Adrenergic beta-blockers, with regard to effects on cardiovascular system, inhibit chronotropic, inotropic and vasoconstrictor responses to the action of epinephrine catecholamines and norepinephrine on beta-adrenergic receptors1
There are different subtypes of β receptors: β1, β2 and β3. All three are linked to G proteins, which in turn are bound to adenylate cyclase2. The neurotransmitter binding to the receptors causes an increase in the concentration of the second cellular messenger, cyclic adenosine monophosphate (cAMP).
Non-selective beta-blockers: block both β1 adrenergic receptors, found mainly in the myocardium, as the β2 , found in smooth muscle, lungs, blood vessels and other organs1. In consequence, have more pronounced peripheral effects such as increased peripheral arterial resistance and bronchoconstriction.
The most used examples in this category are propranolol, nadolol and timolol. A beta blocker does not selective, pindolol, stands out for presenting activity
intrinsic sympathomimetic, acting as an agonist partial adrenergic and, therefore, presenting less bradycardia and bronchoconstriction than other beta-blockers in this category.
b) Cardioselective: block only β1 receptorsmadrenergic, present mostly in the heart, in the nervous system and kidneys and, therefore, without the undesirable peripheral blocking effects. Nonetheless, in very high doses may also have an effect on β2 receptors.
c) Vasodilating action: manifests itself by antagonism to the peripheral alpha-1 receptor, such as carvedilol and labetalol, and by production of nitric oxide, such as nebivolol.
Rev Bras Hipertens vol.16(4):215-220, 2009. Betabloqueadores adrenérgicos Adrenergic betablockers Luiz Aparecido Bortolotto1 , Fernanda M. Consolim-Colombo
A beta blocker reduces proportionaly the heart rate more than it reduces the cardiac output meaning that the stroke volume increases. The greater stroke volume puts stress on the carotid bodies causing a reflex vasodilation = BP lowering.
There are numerous ways that beta blockers lower blood pressure, including:
1.lowering heart rate: By blocking the actions of epinephrine and norepinephrine, beta blockers inhibit the heart's beta-adrenergic receptors, lowering the heart rate.

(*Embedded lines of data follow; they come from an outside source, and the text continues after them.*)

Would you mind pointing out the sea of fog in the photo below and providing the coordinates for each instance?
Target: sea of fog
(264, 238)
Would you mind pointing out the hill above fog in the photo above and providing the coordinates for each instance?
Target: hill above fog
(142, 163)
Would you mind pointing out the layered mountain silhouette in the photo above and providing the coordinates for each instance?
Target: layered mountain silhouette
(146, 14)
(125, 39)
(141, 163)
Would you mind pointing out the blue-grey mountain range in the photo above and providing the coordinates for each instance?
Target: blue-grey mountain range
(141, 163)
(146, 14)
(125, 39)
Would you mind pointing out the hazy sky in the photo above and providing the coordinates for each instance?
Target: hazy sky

As a result, the amount and force with which the heart pumps blood decreases, resulting in a reduction in blood pressure.
2.Reduces myocardial contractility: Beta blockers also lessen the force of myocardial contraction, or how hard the heart squeezes. As a result, the heart requires less oxygen and nutrients, which helps relieve angina and avoid heart failure.
3.Reducing the release of renin: Beta blockers lessen the release of renin, an enzyme created by the kidneys that creates angiotensin II.Angiotensin II is an effective vasoconstrictor that can make blood vessels contract, raising blood pressure. Beta blockers aid in dilating blood vessels and lowering blood pressure by reducing renin production.
4.Beta blockers inhibit the sympathetic nervous system, which is in charge of the "fight or flight" reaction that can raise heart rate and blood pressure. This reduces the sympathetic nervous system's activity. In those with diseases like heart failure or a recent heart attack, beta blockers can lower blood pressure and stop heart damage by preventing these effects.